“No need for that,” the king said, and he took Mella by the hand to lift her to her feet. “So you and my son have been gallivanting all over the wilderness, I hear?”
“Father, we—” Roger broke in.
“Your Majesty—” Wiltain interrupted at the same moment.
The king held up a hand to quiet them both. “Well?” he said to Mella.
And Mella knew just what to answer.
“We had to,” she said, looking up into the king’s face. “I promised. It was a matter of honor.”
The king looked as if he might be about to reply, but Wiltain spoke again. “Your Majesty, I—” This time it was Damien who interrupted.
“Honor?” The king’s head turned. So did everyone else’s. Damien’s dark eyes looked past Mella and glared as though he would set fire to Roger with the force of his gaze alone. “To take sides with our enemy? To aid a dragon? To forget the vows you swore? This is honor?”
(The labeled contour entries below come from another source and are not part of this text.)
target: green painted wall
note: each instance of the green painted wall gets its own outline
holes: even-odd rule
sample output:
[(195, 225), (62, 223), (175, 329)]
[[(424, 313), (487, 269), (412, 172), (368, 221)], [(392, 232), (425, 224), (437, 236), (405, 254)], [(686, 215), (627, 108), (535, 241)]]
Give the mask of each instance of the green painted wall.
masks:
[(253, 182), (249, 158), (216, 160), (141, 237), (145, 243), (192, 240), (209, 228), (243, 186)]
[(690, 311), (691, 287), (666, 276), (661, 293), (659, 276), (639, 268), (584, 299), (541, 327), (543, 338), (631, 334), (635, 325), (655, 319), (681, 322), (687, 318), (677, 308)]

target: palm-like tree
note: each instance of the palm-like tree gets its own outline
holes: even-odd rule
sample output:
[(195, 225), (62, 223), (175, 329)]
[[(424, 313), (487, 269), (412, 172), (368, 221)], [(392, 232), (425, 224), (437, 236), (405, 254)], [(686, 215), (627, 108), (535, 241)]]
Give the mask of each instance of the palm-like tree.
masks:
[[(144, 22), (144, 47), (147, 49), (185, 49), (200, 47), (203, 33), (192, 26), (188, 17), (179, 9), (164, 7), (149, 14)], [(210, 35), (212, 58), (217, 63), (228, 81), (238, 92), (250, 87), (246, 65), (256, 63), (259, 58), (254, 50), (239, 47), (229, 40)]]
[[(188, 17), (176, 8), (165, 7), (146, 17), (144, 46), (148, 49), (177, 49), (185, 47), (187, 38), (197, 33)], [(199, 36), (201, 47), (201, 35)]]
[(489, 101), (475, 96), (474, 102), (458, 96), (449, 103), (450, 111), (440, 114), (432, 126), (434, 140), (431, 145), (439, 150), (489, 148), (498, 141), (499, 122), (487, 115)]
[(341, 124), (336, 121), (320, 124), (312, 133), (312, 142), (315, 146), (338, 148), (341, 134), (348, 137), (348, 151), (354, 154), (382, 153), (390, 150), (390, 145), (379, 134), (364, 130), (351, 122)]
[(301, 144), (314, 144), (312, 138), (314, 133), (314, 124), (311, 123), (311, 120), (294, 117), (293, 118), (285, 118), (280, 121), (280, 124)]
Yes, Damien was definitely angry.
Roger seemed to shrivel by Mella’s side. She looked over at him in alarm. He’d spoken up so bravely to the dragon queen, and now he wilted before a mere knight? She drew in a breath to defend Roger, hardly knowing what she was going to say, but the king got there first.
“I believe the prince took an oath to keep the kingdom safe from dragons,” he said. “He appears to have done that most effectively—he and his friend.”
Roger looked startled.
“Your Majesty,” Wiltain insisted. He was the kind of person who would always get heard, Mella realized, just because he wouldn’t stop talking until it happened.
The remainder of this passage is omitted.